If you can keep your head when all about you
Are losing theirs and blaming it on you,
If you can trust yourself when all men doubt you,
But make allowance for their doubting too;
If you can wait and not be tired by waiting,
Or being lied about, don’t deal in lies,
Or being hated, don’t give way to hating,
And yet don’t look too good, nor talk too wise:
If you can talk with crowds and keep your virtue,
Or walk with Kings—nor lose the common touch,
If neither foes nor loving friends can hurt you,
If all men count with you, but none too much;
If you can fill the unforgiving minute
With sixty seconds’ worth of distance run,
Yours is the Earth and everything that’s in it,
And—which is more—you’ll be a Man, my son!
The first and the final stanza of “If”, by Rudyard Kipling (1865-1936)
Perhaps Kipling’s most celebrated poem, “If” was first written in 1895, nearly two decades before World War One shattered our understanding of loyalty and devotion. Coincidentally, 1895 also was the year in which the founder of Barker, the Rev Henry Plume, relocated the School from Kurrajong to Hornsby. Decades have passed, but Kipling’s comments seem as relevant as ever, perhaps especially at present. Whilst Kipling’s words were addressed to males (who still need to hear them), they apply just as readily to our young women who now are entering the world on much more equal terms than applied in 1895 when Barker College established itself in Hornsby.
What if schools placed the education of character at the centre of our work?
Schools face complex demands. They must prepare students for assessments and examinations. They equip students with key skills in learning how to know and how to do. Ever searching for ways of comparing one school with another, governments and media outlets create charts and even design league tables for data literate consumers to discover what is meant by successful schooling. Schools also face the societal expectation to educate young people for responsible citizenship. Of late, much public commentary has been made about the failure of schools sufficiently to educate young people about “consent” in peer-to-peer sexual relationships.
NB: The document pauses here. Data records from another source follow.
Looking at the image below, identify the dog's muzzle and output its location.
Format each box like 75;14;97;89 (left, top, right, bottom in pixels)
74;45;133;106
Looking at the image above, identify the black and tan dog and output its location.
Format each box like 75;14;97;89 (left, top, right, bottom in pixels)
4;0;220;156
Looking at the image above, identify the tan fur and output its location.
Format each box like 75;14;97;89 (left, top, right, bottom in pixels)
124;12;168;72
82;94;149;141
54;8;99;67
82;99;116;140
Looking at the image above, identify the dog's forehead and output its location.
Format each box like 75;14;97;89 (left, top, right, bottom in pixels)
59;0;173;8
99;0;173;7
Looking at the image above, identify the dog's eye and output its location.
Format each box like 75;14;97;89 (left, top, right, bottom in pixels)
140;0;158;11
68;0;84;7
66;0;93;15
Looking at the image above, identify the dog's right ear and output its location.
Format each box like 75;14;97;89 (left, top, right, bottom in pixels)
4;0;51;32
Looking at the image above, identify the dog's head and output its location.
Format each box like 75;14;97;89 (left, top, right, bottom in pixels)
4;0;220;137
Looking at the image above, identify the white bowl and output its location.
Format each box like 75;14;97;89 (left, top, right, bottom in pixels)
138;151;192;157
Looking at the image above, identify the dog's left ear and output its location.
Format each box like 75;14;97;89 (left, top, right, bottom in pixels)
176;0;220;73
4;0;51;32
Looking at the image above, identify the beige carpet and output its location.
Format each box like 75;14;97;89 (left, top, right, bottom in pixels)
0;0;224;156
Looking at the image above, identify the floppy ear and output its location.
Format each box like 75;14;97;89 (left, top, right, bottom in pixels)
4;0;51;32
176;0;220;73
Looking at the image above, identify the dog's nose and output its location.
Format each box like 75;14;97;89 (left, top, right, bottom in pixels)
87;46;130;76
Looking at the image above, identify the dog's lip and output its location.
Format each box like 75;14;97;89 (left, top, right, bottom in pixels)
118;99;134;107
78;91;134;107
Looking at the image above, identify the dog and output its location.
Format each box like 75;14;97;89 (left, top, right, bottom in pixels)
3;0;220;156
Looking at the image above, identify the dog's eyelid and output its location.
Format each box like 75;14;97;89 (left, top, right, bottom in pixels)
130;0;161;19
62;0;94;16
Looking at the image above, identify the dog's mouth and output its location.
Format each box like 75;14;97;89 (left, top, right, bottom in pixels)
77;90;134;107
And more recently still, calls are being made for schools to provide education for parents to support their children to navigate the challenging passage from childhood to adulthood, especially in the formation of respectful relationships between men and women.
As each day dawns, I recall these demands with a thankful heart. The responsibility for all who work in schools is immense, but we are filled with a sense of the important work we are doing in every encounter with students and parents. It is an honour and a glorious obsession.
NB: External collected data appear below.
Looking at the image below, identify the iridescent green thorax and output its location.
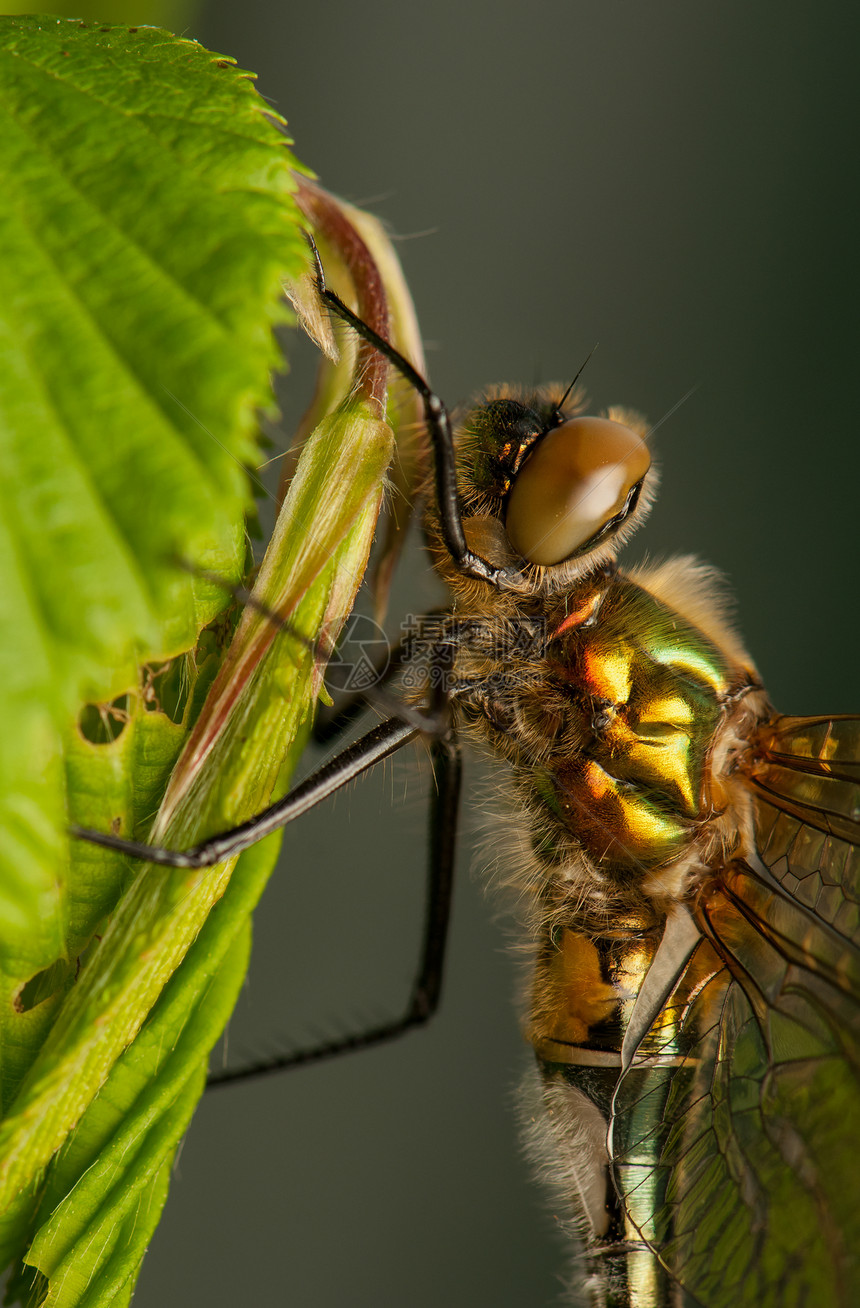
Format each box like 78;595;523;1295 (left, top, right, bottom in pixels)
539;572;744;876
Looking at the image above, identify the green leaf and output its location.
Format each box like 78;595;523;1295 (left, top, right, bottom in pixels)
15;852;266;1308
5;5;199;33
0;13;307;1063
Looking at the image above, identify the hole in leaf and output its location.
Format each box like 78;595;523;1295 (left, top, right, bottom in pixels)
78;695;130;744
17;957;73;1012
142;658;191;724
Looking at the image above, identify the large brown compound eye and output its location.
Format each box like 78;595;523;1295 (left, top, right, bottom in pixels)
504;416;650;565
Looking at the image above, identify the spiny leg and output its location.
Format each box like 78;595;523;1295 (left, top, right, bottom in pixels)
70;716;419;869
207;726;461;1086
206;631;461;1083
308;237;520;592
Nonetheless, one of the consequences of these demands is for schools to feel conflicting priorities. How do we allocate the right attention to the right matters at the right time? The Barker Co-curricular program is broad, captivating, and exciting, but it also expects a lively commitment from all involved. There are tensions about how such a finite resource as time is distributed. What time is left for the education of the heart?
“Educating the mind without educating the heart is no education at all” (Aristotle)
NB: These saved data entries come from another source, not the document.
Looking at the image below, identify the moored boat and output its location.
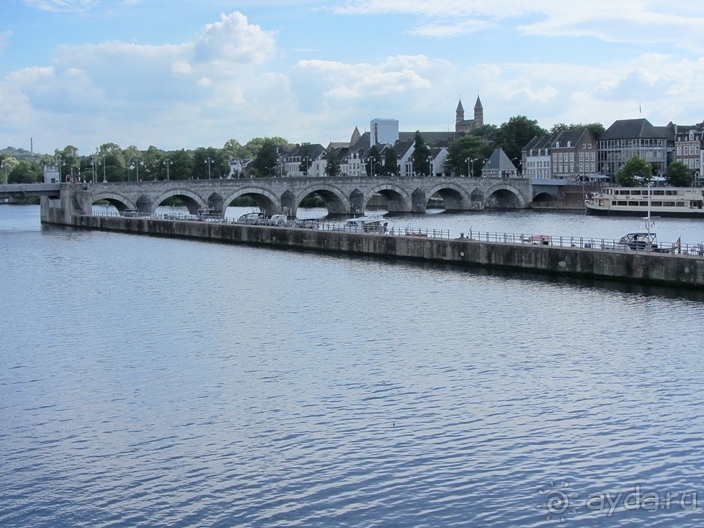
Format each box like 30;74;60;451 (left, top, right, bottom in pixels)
585;187;704;217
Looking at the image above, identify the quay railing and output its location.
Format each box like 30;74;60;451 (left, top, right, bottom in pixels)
88;209;703;257
465;230;704;257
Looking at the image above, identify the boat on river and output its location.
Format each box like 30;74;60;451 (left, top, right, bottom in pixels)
616;232;670;253
585;187;704;217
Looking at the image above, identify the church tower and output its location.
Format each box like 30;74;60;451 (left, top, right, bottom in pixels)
350;126;361;147
456;99;465;126
473;95;483;127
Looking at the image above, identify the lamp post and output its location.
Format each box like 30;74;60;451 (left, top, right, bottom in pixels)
369;157;376;177
205;157;213;179
91;155;97;184
303;156;311;176
428;157;433;177
163;159;172;181
511;157;521;177
130;160;143;181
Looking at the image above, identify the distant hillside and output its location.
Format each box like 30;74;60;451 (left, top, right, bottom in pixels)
1;146;43;162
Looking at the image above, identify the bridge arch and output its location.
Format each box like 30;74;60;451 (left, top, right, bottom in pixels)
90;191;137;213
425;182;471;211
297;183;351;216
365;183;412;213
484;183;527;209
223;187;280;216
153;189;207;215
533;187;559;201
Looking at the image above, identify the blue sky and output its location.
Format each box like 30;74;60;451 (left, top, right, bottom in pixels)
2;0;704;155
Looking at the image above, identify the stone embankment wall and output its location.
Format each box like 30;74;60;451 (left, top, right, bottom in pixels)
70;215;704;289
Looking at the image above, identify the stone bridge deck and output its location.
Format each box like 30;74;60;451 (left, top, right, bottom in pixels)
41;176;534;221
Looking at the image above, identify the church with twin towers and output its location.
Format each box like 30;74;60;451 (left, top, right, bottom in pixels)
366;95;484;147
455;95;484;134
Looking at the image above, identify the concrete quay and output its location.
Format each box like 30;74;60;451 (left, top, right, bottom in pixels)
71;215;704;290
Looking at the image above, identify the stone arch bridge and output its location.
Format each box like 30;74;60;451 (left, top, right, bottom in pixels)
45;176;535;219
The Greek philosopher Aristotle was one of countless thinkers across the centuries who argued that the centre of education should be the heart. From the Greeks to the Hebrews, to the rise of Christian institutions, to Confucian education systems and the rise of modern Universities, scholars have been conscious that a child is so much more than a mind or an intellect. As my much-admired former mentor, Rod West of Trinity, would say to me regularly in my early years of teaching that “the heart of education is the education of the heart”.
What if the education system in Australia truly believed this? Would we still be enduring the current anguish if, as a community, we encouraged schools to nourish the heart of each learner: to educate how to know, how to do and how to be in equal in measure?
The deeply distressing but topical issues of sexual assault and consent law are not confined to schools. They have impacted some of the highest offices in the land. These issues surpass one individual school or one type of school or sector. Neither are they confined to children and adolescents, as we see most days in the media. Schools are seen as a critical part of the solution, but the reality is that the conflicting demands of the system militates against setting the education of the heart at the heart of our work. If the outcome of school education is reduced to a commodity and placed on a league table, then it is reasonable for schools to hear that the expectation of our communities is to deliver results that lift the ranks, letting everything else fade into the background.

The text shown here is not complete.